The World Bank has revised its global growth forecast for this year to 2.4 percent from an earlier projection of 2.9 percent, citing sluggish demand in advanced economies, low commodity prices, weak trade and reduced capital flows.
Commodity-exporting emerging market nations have struggled to adapt to lower commodity prices, accounting for half of the downward revision, Reuters cited the bank as saying in a new report.
The World Bank now expects these economies to grow at a meager 0.4 percent pace this year, a downward revision of 1.2 percentage points from a previous projection made in January.
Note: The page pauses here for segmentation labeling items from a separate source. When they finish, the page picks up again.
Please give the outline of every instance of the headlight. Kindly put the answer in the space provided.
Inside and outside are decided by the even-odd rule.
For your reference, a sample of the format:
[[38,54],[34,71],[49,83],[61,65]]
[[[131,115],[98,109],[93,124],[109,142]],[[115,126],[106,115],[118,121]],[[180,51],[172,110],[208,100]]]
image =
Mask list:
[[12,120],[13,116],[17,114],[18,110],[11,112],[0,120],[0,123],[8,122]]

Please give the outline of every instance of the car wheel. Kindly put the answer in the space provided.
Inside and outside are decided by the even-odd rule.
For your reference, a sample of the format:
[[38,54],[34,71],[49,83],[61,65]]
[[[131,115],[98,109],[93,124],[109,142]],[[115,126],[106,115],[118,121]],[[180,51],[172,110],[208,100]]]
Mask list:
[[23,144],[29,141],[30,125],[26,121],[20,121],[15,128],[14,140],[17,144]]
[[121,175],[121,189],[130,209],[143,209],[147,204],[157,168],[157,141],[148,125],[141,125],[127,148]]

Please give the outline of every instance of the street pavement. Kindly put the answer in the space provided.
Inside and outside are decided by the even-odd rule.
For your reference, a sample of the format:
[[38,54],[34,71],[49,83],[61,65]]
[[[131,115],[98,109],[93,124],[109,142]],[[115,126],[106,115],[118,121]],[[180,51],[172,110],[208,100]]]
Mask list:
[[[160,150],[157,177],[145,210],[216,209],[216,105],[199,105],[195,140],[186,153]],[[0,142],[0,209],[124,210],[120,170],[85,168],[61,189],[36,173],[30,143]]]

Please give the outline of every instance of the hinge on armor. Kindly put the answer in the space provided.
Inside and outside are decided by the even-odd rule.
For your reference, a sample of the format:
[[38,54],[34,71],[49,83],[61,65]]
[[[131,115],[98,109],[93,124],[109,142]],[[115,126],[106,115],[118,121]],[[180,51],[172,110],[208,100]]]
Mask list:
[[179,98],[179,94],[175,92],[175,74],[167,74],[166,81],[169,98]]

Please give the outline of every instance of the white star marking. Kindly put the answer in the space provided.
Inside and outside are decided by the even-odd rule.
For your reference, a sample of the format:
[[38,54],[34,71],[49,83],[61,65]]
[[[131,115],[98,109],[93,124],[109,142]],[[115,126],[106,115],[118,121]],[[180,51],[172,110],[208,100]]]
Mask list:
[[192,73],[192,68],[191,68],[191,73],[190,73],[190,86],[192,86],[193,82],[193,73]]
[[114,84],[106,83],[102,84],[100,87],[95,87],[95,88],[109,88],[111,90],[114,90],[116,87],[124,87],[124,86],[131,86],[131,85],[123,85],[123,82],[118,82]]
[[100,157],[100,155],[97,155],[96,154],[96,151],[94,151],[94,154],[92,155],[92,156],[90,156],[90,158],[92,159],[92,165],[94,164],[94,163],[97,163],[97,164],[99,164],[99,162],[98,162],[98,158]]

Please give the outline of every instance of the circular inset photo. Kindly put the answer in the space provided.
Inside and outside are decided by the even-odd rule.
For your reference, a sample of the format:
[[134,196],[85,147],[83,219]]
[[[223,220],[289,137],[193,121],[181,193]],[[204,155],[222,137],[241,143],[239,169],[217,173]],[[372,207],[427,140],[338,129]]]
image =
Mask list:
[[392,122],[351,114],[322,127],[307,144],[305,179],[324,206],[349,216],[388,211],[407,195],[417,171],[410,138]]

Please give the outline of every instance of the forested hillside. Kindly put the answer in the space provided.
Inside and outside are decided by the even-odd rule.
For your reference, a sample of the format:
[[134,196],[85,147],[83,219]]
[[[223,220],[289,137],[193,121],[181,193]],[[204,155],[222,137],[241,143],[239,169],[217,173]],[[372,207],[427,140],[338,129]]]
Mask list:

Commodity-importing emerging market countries are faring better, but the benefits of lower energy and other goods have been slow to materialize, the bank said in its latest Global Economic Prospects report.
It now expects growth in these countries will reach 5.8 percent, down a tenth of a percentage point from the January forecast.
“As advanced economies struggle to gain traction, most economies in South and East Asia are growing solidly, as are commodity-importing emerging economies around the world,” World Bank Chief Economist Kaushik Basu was quoted as saying in a statement.
However, he cautioned that the rapid rise of private debt in several emerging and developing economies posed a risk to growth should non-performing bank loans rise.
Among major emerging market economies, the World Bank kept China’s growth forecast unchanged at 6.7 percent this year after 2015 growth of 6.9 percent.
India’s growth is expected to hold steady at 7.6 percent this year, while Brazil and Russia are projected to remain in deeper recessions than forecast in January.